スピンがかからない原因はズバリ「グリップと右足」だ

  厚いグリップだとラケットの動く幅が狭くなる

 下のコーチのフォームと比較してみて下さい。
 どこに問題があるでしょうか。その答えは、ズバリ「グリップと右足」にあります。宮下さんのグリップは、厚すぎる(フォアハンド・イースタングリップに近い)のです。では、なぜ厚いグリップだとスピンがよくかからないのでしょうか。
 それは、ラケットヘッドの動く範囲が狭くなるからです。私がよく子どもたちにやらせるデモンストレーションでご説明しましょう。
 人による差はあるものの、その人が手首を折り曲げた時の限界は一定です。厚いグリップの代表としてセミウエスタンを、薄いグリップの代表としてコンチネンタルの場合を比較してみましょう。手首の折り曲げは同じでも、ラケットの動く幅は大きく異なることがおわかりになるでしょう。つまり、薄いグリップの方がラケットの動きが大きく、スピードもスピンも増すというわけです。
 構えとなる写真1のラケット面だけ見れば、一見薄いグリップのように見えますが、実は手首を回してラケット面だけ合わせているのです。
 構えに入る前の動作である写真9と写真10を見て下さい。ボールをラケットでバウンドさせた厚いグリップのまま構えに入っていることがわかると思います。

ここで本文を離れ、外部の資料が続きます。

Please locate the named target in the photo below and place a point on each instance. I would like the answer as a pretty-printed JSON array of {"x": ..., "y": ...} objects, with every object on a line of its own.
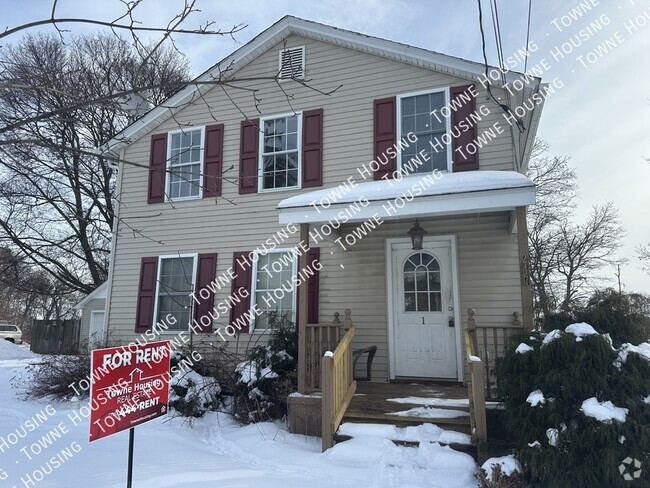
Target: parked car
[{"x": 11, "y": 333}]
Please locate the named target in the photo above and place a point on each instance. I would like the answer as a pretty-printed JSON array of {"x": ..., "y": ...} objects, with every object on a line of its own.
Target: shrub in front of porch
[
  {"x": 267, "y": 378},
  {"x": 576, "y": 407}
]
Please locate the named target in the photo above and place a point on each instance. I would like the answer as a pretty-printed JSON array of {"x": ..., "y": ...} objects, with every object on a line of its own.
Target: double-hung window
[
  {"x": 420, "y": 114},
  {"x": 176, "y": 277},
  {"x": 280, "y": 142},
  {"x": 185, "y": 164},
  {"x": 273, "y": 287}
]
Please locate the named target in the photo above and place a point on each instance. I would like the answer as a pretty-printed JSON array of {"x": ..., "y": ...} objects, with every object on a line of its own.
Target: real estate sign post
[{"x": 129, "y": 386}]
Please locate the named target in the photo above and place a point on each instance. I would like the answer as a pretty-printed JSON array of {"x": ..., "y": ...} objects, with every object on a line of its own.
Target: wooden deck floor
[{"x": 376, "y": 401}]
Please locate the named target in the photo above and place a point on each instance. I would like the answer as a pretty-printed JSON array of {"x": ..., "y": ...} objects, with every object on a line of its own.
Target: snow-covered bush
[
  {"x": 625, "y": 317},
  {"x": 190, "y": 393},
  {"x": 53, "y": 375},
  {"x": 268, "y": 376},
  {"x": 502, "y": 472},
  {"x": 576, "y": 407}
]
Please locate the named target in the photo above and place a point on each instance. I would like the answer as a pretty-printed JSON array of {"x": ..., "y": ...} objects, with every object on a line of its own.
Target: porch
[
  {"x": 475, "y": 254},
  {"x": 327, "y": 379}
]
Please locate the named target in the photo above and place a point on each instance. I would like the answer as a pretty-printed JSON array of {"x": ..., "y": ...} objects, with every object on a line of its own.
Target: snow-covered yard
[{"x": 47, "y": 443}]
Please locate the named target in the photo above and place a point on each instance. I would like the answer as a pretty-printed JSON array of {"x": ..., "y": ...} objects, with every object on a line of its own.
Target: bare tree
[
  {"x": 565, "y": 257},
  {"x": 584, "y": 249},
  {"x": 643, "y": 254},
  {"x": 556, "y": 190},
  {"x": 61, "y": 98},
  {"x": 56, "y": 196}
]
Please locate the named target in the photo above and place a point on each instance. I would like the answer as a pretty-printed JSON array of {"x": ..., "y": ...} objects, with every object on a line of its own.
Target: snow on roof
[
  {"x": 98, "y": 293},
  {"x": 603, "y": 411},
  {"x": 444, "y": 184}
]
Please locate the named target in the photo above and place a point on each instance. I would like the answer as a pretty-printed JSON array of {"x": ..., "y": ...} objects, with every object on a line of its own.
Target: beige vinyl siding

コーチのスピンサービスを見ると、薄い握りのコンチネンタルグリップで打ち、
右足が右側方向でフィニッシュしていることがわかります

 間違った軌道を描く原因は右足にある

 第2の問題は、右足の使い方にあると書きました。
 これは右足が前方に出るために、フィニッシュでのラケットの位置が身体の左側に来てしまい、結果的にラケットの軌道がアウトサイドインになってしまうことです。
 これは、スライスサービスの軌道であり、トップスピンがうまく打てないのは当然で、多くの人が悩んでいる点のひとつです(これについては、シリーズの21回目で詳しく解説しましたので参照して下さい)。
 しかし、宮下さんの場合は事情が少し異なります。スクールで習っているのでトップスピンの打ち方はわかっており、その通りには打っているのですが、身体のバランスが崩れてしまうために、ラケットが右サイドに来てしまうのです。その根本原因は、前にも書いたように、右足の動きにあるのです。写真1の構えの時、写真5のトスを上げた時、写真6の打つ寸前の前の時の右足の位置を比べて下さい。右足は小刻みに右側にシフトし、身体は徐々に開き、そして写真7のボールを捕らえる時点では、右足に大きく振り出され、すべての体重を左足1本で踏ん張っています。